On constate généralement que boire de faibles quantités de vin réduit davantage le risque de décès précoce que de ne pas boire ou de boire d’autres formes d’alcool. Une unité d’alcool contenue dans le vin et bue lentement au cours d’un repas entraîne une concentration d’alcool dans le sang plus faible qu’une unité d’alcool prise en une seule fois à jeun. On ne sait pas encore si les bienfaits de la consommation de vin – et surtout de vin rouge – sont dus à cette façon plus tranquille de boire ou aux nombreux antioxydants du vin (substances censées protéger les cellules contre les dommages).
Le vin en tant que médicament
Certains experts en santé publique croient fermement que pour prévenir les méfaits d’un mauvais usage, l’alcool devrait être déclaré drogue d’abus. Mais, lorsqu’il est pris avec modération, l’alcool réduit les maladies cardiovasculaires, et éventuellement la démence. Il est donc peut-être plus approprié de considérer l’alcool comme s’il s’agissait d’un médicament pharmaceutique.
Il serait plutôt étrange de se voir prescrire un traitement médicamenteux sans qu’il soit précisé que seuls quelques comprimés doivent être pris chaque jour – et non tous le vendredi soir, ce qui transformerait un médicament bénéfique en un médicament extrêmement nocif. Des précautions similaires doivent également être employées pour bénéficier de l’alcool.
La plupart des nutriments, des graisses saturées à de nombreuses vitamines, ont des limites supérieures sûres, et le dépassement de ces limites peut être nocif. Ces limites reflètent la capacité de l’organisme à métaboliser le nutriment en toute sécurité. C’est la dose qui fait le poison.

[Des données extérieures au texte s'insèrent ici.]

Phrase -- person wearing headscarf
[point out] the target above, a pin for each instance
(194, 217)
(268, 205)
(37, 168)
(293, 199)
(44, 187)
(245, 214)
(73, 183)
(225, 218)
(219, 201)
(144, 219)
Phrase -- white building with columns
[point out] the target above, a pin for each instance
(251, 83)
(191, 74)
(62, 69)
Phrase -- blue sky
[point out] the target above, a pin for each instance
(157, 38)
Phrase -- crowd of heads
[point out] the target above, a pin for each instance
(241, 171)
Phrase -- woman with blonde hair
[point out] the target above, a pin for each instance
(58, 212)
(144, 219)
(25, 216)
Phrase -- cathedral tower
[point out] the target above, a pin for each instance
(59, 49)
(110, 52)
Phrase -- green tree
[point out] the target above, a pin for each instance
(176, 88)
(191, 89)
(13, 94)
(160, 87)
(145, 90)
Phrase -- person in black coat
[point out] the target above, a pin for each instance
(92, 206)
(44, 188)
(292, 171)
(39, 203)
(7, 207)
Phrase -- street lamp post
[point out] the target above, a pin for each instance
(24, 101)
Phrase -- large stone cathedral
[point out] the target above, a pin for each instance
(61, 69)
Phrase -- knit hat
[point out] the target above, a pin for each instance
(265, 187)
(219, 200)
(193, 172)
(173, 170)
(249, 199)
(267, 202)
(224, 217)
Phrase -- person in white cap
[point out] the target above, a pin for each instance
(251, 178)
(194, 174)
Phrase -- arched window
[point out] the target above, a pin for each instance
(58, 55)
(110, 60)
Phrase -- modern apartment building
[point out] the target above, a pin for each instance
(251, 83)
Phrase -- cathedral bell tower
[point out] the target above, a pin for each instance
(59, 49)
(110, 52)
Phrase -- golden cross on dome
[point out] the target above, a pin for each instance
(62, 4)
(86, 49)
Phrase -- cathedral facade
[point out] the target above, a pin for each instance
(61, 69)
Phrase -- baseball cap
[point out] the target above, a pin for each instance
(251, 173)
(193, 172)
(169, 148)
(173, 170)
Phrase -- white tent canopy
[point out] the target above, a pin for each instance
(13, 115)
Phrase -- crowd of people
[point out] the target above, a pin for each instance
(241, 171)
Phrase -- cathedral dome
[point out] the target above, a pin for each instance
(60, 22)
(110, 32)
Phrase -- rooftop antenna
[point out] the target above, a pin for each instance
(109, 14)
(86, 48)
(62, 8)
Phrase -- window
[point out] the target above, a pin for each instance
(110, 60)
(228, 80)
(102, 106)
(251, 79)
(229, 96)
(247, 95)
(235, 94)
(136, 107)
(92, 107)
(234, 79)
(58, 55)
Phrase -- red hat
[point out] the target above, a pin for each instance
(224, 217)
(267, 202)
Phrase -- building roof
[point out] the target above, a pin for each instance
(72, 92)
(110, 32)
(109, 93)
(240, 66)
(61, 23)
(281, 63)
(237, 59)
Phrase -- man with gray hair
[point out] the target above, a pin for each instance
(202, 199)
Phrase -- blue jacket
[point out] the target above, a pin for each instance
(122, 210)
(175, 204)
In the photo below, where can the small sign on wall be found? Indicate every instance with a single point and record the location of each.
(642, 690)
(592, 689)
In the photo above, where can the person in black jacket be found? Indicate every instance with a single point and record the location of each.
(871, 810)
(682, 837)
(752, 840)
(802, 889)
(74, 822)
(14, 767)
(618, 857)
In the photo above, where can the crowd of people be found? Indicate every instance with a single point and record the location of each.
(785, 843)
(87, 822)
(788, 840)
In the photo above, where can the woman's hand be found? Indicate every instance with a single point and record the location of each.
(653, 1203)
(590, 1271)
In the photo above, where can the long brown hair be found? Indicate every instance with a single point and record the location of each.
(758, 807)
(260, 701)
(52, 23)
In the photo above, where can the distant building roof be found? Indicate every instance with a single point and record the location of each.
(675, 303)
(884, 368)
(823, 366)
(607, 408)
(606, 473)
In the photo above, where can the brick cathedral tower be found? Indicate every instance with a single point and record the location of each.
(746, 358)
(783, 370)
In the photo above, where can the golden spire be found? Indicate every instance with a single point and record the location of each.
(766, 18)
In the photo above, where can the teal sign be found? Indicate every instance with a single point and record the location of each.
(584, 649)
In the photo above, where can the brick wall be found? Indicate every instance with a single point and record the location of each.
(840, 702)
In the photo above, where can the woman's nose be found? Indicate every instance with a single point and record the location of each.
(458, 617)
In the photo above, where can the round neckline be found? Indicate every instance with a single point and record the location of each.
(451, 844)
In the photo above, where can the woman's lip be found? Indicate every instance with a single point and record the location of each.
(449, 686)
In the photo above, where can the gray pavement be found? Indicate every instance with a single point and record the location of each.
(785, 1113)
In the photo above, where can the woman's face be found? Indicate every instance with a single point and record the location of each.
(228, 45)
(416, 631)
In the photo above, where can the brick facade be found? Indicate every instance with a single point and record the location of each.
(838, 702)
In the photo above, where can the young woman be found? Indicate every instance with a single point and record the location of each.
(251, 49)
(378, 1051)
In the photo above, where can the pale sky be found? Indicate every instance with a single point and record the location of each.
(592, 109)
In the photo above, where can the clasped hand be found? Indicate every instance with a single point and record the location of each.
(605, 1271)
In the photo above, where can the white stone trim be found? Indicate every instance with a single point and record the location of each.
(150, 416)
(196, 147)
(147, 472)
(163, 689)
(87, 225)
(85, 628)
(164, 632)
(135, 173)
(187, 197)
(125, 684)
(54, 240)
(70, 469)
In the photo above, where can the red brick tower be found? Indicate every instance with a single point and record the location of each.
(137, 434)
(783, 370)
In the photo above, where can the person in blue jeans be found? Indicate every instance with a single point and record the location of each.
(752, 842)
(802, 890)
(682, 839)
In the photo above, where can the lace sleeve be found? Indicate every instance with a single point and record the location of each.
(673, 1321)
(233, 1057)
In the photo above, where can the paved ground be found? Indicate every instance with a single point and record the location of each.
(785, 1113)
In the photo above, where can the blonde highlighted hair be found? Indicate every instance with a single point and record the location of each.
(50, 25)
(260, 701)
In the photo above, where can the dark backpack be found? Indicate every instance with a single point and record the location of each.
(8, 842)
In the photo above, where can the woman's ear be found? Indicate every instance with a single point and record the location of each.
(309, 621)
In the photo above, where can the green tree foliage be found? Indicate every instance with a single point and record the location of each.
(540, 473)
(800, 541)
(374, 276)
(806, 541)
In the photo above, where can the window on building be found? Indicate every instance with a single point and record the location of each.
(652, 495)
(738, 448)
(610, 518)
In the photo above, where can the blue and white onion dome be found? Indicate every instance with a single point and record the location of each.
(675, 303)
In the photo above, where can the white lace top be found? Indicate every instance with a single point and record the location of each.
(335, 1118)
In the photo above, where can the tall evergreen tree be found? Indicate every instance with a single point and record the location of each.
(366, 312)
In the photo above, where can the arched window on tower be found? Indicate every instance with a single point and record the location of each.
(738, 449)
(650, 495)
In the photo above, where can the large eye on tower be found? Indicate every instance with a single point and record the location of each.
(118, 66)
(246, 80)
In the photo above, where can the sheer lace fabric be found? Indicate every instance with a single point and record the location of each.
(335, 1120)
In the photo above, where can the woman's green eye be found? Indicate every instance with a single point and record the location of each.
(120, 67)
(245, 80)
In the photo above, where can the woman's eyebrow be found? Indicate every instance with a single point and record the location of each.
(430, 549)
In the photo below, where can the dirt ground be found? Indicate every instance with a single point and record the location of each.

Bien sûr, certaines personnes, comme les femmes enceintes et les personnes qui produisent des niveaux élevés d’acétaldéhyde, une substance cancérigène, lorsqu’elles métabolisent l’alcool, devraient éviter complètement l’alcool. La consommation excessive d’alcool est également condamnée à juste titre comme étant nocive. Mais les données actuelles suggèrent que pour ceux qui choisissent de boire, les avantages d’une consommation modérée d’alcool au moment des repas (du vin avec un repas de style méditerranéen, de préférence) l’emportent sur les risques. Une distinction claire entre la consommation excessive d’alcool et la consommation modérée d’alcool pendant les repas peut contribuer à dissiper la confusion et à donner à l’alcool la place qui lui revient dans un mode de vie sain.